The leading women players have been looking for the opportunities presented to them in the Women’s Series, and PDC chief Matt Porter has suggested that this may just be the beginning of the organization’s long-term commitment to the growth of the women’s game.

Turner is excited about the future of the sport and believes that increasing the visibility of women's arrows will improve depth of quality and encourage more youth to get through the ranks.
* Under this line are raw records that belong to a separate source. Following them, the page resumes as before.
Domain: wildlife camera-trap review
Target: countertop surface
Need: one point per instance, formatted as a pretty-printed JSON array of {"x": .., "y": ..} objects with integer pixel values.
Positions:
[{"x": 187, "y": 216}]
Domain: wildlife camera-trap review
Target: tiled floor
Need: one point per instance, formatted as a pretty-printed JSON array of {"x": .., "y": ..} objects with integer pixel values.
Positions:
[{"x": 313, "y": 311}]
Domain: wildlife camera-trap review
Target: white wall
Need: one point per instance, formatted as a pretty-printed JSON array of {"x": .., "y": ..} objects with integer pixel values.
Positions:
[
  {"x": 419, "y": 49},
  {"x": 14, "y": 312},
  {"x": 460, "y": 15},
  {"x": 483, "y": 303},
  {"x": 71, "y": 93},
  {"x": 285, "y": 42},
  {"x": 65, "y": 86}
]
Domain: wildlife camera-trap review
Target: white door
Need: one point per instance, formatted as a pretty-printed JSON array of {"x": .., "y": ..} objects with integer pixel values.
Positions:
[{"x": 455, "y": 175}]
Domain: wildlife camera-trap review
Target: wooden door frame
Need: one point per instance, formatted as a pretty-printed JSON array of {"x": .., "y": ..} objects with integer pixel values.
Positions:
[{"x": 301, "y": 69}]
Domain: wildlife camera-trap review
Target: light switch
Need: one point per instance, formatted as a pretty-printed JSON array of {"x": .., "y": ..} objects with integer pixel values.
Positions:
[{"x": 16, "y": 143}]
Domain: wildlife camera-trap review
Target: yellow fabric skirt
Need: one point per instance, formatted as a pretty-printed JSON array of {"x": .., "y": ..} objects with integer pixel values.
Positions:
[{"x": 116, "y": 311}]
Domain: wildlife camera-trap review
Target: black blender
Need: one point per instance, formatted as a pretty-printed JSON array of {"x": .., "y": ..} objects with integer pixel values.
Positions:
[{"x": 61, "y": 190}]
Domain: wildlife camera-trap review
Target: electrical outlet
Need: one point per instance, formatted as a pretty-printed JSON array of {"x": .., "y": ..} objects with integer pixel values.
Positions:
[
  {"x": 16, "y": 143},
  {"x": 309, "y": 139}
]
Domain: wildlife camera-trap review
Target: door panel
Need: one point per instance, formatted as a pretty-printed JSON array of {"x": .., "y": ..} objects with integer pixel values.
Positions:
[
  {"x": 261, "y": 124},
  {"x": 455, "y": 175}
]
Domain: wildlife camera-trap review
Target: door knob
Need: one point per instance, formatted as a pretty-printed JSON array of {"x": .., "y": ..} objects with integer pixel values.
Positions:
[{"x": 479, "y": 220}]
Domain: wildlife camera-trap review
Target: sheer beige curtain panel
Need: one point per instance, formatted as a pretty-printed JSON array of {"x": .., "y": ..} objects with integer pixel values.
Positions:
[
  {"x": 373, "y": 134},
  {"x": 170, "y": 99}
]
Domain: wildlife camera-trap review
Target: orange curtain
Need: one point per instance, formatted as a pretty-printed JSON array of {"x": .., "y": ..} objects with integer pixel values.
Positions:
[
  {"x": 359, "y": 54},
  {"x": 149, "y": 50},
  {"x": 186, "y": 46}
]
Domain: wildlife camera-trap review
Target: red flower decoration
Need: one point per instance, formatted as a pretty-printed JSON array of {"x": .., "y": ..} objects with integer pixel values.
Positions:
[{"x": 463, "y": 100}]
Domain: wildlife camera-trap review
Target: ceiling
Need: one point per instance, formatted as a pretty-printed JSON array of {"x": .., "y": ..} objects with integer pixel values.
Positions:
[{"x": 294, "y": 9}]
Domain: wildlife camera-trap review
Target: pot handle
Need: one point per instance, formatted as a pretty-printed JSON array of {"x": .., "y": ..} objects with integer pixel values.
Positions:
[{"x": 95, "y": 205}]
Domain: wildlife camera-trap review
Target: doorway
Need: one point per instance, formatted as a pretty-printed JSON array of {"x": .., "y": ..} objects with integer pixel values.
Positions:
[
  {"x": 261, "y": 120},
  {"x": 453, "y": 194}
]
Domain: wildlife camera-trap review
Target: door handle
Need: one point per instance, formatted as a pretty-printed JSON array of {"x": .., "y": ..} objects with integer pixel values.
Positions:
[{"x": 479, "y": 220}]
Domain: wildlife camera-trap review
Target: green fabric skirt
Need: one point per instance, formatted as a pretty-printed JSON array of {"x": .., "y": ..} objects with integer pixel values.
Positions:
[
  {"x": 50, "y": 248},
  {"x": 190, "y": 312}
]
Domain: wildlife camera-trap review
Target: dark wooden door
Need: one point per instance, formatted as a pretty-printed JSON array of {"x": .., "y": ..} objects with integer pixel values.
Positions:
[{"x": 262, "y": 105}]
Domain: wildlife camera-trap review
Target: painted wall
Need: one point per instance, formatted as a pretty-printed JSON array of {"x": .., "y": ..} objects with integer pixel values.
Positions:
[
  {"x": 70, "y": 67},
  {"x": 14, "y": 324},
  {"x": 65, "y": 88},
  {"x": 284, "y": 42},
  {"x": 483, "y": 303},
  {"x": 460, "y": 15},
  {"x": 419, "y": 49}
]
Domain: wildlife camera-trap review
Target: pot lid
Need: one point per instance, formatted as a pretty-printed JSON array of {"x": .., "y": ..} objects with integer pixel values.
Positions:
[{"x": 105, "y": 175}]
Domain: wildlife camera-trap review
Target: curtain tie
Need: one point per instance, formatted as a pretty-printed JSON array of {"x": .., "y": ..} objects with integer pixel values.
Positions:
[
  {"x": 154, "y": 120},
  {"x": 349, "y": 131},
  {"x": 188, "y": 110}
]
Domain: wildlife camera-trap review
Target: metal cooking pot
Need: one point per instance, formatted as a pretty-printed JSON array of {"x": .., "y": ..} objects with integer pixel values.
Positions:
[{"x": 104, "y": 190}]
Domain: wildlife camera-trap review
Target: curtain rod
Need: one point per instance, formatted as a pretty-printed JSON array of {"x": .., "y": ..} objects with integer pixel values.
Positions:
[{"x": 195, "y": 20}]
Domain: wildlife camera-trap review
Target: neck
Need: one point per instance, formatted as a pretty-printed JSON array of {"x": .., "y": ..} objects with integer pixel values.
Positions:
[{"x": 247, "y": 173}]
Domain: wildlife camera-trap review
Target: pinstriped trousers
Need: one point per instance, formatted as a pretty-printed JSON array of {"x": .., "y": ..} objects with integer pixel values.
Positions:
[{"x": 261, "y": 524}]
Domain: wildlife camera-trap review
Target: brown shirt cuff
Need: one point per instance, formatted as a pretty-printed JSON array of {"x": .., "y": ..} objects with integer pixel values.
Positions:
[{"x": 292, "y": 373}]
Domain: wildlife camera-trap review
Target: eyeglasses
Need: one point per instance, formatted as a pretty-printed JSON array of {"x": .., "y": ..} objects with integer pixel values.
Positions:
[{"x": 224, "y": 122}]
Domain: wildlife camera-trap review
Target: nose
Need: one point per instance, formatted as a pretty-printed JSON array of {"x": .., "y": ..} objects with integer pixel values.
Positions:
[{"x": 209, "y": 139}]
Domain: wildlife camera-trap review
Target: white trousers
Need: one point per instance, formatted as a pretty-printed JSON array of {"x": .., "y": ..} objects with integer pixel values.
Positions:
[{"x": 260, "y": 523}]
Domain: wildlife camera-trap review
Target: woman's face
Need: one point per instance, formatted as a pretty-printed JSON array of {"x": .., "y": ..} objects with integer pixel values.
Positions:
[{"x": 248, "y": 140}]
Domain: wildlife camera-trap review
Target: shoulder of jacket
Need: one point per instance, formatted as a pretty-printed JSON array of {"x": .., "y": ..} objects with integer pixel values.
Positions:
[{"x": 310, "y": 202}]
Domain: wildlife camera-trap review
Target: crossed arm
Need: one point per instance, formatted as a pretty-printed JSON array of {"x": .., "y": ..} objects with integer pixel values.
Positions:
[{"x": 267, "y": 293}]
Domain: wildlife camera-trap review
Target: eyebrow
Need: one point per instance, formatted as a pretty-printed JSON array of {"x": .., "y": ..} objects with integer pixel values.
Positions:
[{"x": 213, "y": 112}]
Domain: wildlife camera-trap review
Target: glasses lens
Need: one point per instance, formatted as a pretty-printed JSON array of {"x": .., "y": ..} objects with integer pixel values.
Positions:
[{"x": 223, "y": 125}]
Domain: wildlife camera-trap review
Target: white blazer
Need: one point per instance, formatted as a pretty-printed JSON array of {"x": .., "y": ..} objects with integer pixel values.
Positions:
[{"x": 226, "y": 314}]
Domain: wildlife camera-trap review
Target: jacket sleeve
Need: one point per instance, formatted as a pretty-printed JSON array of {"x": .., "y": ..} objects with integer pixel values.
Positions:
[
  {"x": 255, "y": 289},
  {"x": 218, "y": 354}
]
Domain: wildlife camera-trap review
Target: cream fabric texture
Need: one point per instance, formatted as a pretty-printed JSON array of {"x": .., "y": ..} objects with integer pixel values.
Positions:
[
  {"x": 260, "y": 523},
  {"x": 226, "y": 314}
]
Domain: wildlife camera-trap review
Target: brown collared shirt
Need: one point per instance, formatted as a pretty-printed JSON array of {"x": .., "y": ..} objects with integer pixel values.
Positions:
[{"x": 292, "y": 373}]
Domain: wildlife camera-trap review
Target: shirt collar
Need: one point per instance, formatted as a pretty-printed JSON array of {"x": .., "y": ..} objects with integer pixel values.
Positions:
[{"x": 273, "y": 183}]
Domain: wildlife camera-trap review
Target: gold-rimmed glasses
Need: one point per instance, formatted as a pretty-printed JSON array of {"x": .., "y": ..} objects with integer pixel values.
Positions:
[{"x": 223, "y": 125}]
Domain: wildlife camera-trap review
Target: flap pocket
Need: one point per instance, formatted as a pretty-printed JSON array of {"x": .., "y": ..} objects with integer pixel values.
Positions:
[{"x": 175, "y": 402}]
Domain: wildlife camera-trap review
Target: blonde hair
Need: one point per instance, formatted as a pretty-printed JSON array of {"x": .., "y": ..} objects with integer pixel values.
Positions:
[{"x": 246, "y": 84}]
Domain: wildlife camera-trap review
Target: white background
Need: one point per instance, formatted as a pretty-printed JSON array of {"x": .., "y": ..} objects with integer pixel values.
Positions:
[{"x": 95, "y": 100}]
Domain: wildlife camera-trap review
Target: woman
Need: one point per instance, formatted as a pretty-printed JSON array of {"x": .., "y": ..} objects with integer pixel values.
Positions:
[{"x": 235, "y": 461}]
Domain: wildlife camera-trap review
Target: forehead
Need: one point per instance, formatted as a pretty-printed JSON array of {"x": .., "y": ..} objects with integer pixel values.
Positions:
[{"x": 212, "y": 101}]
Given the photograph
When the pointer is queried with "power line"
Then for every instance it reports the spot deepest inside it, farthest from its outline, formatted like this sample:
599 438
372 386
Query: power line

"The PDC is expanding its game to include different age groups, geographic demographics. The fact that it truly identified women's play as an area of ​​investment and development must be valued positively," added Turner.

"I said it this weekend, you see it as a pyramid scheme. Anyone who plays and wants to get better, your goal will be the Pro Tour – get a Tour Card, that's where you want to be, that's where it's Lisa is.

"This is a great opportunity not only to encourage more people to play because you're making it more visible, but also to develop the standard."

Turner on the growth of the women's game

"From a women's darts point of view, we really had nothing but the grassroots game. We didn't have any professional opportunities where you could invest the time because you would be rewarded for playing more visible sport.

"Our World Championship started 23 years after the original one Leighton Rees won and you just think it's a bit of a comeback.

"As you saw on the Asian Tour, this is a great opportunity not only to encourage more people to play because you make it more visible, but also to develop the standard.

"I think it sounded pretty positive, something that we can begin to develop and encourage more women and young girls to start playing."

Darts in November at Sky Sports with a double bill, starting with three days of coverage of the World Cup of Darts (November 6th to 8th) and continuing with nine days of the Grand Slam of Darts, which starts on November 16th.